1. This is Original Petition filed under Section 227 of the Constitution of India. The petitioner who filed E.P.69/2004 before the Subordinate Judge, Palakkad is aggrieved by order dated 25.02.2011 whereby the learned Sub Judge dismissed the E.P holding that the decree sought to be executed is barred by limitation.
2. Heard the learned senior counsel Adv. S.V.Balakrishna Iyer appearing for the petitioner and Adv. Sajan Varghese appearing for respondents 1 and 2.
3. It is argued by the learned senior counsel that while executing a decree, the period of limitation shall be counted from the date of amendment of the decree if the amendment sought for is not merely a clerical mistake. In support of this contention the learned counsel placed reliance on a decision of the Apex Court, reported in [AIR 2004 SCC 4822] Akkayanaicker vs. AAA Kotchadainaidu and Another. In the said decision while dealing with an execution petition where question of limitation was raised, the apex court held as under:
“ In view of the words "when the decree or order becomes enforceable" occurring in Article 136 of the Limitation Act, 1963, the starting point of limitation would be the date on which the decree becomes capable of execution. The amendment carried out in the decree in the present case was substantial and not inconsequential. The Decretal amount was substantially reduced because of the scaling down of the decree on 18-10-1979 in terms of Act 40 of 1978. It was the decree so amended which became enforceable. Prior to that date the decree holder could not enforce his decree because of the legislative intervention. The original decree could not be enforced. Therefore, the enforceability of the decree would commence when the bar ceased or from the date the decree was amended. and scaled down. More so when in the present case the decree-holder had all through been vigilant and initiated several proceedings to recover the decretal amount.”
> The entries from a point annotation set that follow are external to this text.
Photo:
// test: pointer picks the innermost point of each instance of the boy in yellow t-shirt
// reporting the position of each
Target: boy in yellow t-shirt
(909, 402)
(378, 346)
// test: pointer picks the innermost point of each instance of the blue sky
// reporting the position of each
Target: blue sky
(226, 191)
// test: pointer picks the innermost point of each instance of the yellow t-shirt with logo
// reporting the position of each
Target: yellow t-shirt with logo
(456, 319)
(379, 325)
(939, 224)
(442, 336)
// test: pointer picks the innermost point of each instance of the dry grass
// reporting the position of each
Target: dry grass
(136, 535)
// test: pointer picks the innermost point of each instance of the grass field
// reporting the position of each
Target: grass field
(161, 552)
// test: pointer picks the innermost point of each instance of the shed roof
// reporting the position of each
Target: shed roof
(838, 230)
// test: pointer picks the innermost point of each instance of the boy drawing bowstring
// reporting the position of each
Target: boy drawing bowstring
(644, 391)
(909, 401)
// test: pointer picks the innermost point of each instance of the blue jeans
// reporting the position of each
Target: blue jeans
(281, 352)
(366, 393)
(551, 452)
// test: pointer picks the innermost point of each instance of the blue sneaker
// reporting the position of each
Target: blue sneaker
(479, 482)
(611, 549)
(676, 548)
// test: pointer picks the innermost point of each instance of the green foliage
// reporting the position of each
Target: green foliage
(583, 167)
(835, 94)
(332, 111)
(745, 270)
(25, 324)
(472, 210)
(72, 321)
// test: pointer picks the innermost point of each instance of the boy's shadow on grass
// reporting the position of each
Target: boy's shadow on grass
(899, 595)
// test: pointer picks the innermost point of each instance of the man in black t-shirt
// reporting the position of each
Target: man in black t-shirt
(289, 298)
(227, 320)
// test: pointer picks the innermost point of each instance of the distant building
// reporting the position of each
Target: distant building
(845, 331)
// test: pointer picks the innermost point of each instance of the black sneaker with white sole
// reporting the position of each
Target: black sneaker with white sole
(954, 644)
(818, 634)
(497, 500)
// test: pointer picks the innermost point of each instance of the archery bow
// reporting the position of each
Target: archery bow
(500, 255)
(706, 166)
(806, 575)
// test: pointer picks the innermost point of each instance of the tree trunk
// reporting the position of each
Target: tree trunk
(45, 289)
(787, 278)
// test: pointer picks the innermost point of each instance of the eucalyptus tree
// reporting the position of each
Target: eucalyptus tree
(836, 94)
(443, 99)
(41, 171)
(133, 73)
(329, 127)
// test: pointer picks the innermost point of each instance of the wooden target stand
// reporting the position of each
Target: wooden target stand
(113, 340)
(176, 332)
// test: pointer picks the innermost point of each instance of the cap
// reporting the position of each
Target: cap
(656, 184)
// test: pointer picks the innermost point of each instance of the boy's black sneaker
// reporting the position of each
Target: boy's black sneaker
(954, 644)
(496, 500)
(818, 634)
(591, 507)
4. After highlighting the legal position as such the learned Senior Counsel urged that in this matter though the decree was passed based on compromise on 28.10.1991, the decree as such found to be not executable since the same found to be materially defective for want of inclusion of the building in the schedule allotted to the petitioner by describing the same correctly. It is submitted further that accordingly amendment application was allowed and the same was allowed unopposed on 05.07.2002. Thereafter, during 2004, the present E.P was filed and therefore the E.P filed within the period of limitation. As such the learned Execution Court went wrong in non suiting the petitioner and therefore the said order is liable to be set aside in the interest of justice.
5. The learned counsel highlighted two other decisions in this regard, one is reported in [AIR 1986 Andhra Pradesh 355], Fatimunnisa Begum vs Mohammed Zainulabuddin Saheb. In paragraphs 14 of the said decision, the Andhra Pradesh High Court discussed the impact of amendment as under:
“It is lastly submitted by Mr. P. V. R. Sarma that in this case the amendment being of a formal nature, it cannot give rise to a fresh starting point of limitation. I do not agree. While it is true that an innocuous amendment such as change in cause title e.t.c. which does not affect the rights of the parties does not give a fresh starting point of limitation, a substantial amendment stands on a different footing. In the present case, the original decree is a joint decree in favour of the plaintiffs and the 2nd defendant against the first defendant. Now the decree is amended giving the plaintiff only a 9-16th share in the amount. Thus the plaintiffs are not entitled to recover the entire amount along with the 2nd defendant. Their entitlement is reduced and it is limited to 9/16th share. The decree is substantially varied. Hence time has to be reckoned from the date of the amendment and so reckoned the Execution Petition is within time.”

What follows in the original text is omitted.